So, back to the argument on technical feasibility: whether one likes it or not, Apple can already change the way DRM is handled in iTunes unilaterally. For example, with the release of iTunes 4.5 Apple changed the number of permissible burns of DRM’ed songs from ten to seven. There is no technical obstacle preventing Apple from changing DRM management again. If Apple wished to update iTunes tomorrow so that it only played DRM’ed music, it could easily do so.
- But Apple wouldn’t ever do something so stupid, right? Who knows? They seem like a very smart company run by very smart people. But if you want to place your privacy on the hopes that smart companies today will be smart companies tomorrow, forgive me, you’re naive. Lest there be any doubt that “smart” companies can shoot themselves in the foot when it comes to consumer privacy, look at Sony and the rootkit.

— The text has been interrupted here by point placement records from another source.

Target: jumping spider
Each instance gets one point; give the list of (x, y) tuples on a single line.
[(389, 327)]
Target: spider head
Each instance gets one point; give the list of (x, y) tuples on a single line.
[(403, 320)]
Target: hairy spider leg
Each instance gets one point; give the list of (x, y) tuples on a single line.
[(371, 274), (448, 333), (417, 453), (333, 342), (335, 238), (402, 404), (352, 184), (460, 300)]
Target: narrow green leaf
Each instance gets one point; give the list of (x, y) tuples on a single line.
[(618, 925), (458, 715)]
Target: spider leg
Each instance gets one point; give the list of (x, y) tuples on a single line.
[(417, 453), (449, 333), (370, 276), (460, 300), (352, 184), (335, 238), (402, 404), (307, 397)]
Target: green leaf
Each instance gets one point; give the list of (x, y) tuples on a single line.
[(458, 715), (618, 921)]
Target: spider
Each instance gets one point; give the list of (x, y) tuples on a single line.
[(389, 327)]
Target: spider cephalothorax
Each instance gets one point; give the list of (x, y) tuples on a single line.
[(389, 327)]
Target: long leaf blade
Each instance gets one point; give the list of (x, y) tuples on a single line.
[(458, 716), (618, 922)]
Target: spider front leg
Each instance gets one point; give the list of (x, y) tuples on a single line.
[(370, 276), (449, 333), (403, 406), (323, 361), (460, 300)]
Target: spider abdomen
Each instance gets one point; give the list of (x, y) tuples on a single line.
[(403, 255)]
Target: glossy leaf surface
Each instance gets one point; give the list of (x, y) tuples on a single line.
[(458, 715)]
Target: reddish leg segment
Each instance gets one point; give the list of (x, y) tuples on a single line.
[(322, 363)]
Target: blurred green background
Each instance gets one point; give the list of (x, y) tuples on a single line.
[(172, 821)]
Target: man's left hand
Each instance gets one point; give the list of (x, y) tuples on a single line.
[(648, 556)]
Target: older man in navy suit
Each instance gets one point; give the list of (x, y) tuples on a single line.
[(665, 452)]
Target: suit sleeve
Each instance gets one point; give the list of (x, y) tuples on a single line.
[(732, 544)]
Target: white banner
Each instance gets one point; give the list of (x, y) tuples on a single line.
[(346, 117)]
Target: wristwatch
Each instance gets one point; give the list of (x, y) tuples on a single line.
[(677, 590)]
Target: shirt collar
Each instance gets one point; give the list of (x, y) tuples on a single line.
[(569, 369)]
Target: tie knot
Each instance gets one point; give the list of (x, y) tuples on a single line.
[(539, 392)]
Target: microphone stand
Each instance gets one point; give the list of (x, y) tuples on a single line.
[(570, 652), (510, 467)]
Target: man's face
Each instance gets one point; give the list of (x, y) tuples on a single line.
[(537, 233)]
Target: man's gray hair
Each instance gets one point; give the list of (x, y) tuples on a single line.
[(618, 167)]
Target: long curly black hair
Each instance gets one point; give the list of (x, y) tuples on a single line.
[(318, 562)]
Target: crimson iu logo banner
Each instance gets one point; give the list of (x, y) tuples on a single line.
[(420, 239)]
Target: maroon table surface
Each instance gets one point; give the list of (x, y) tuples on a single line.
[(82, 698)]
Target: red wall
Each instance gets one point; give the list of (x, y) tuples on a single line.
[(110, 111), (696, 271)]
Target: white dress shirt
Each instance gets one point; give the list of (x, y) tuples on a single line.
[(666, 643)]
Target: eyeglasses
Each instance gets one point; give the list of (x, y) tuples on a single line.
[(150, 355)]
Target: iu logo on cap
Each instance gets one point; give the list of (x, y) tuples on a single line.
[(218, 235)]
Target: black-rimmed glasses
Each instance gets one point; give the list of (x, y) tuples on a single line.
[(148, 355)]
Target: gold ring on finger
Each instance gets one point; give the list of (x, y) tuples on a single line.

- Some of the comments other people have posted to your blog are overheated. That’s the breaks. Apple will survive. The comments are running 10-1 in favor of Apple anyway. My positions and recommendations are pretty restrained; if some readers are more concerned than I am about the implications of Apple’s behavior, Apple could have headed this off entirely by making the iTunes/Omniture relationship into a transparent “feature” instead of a hidden puzzle to be resolved by packet sniffers.
Comment [60]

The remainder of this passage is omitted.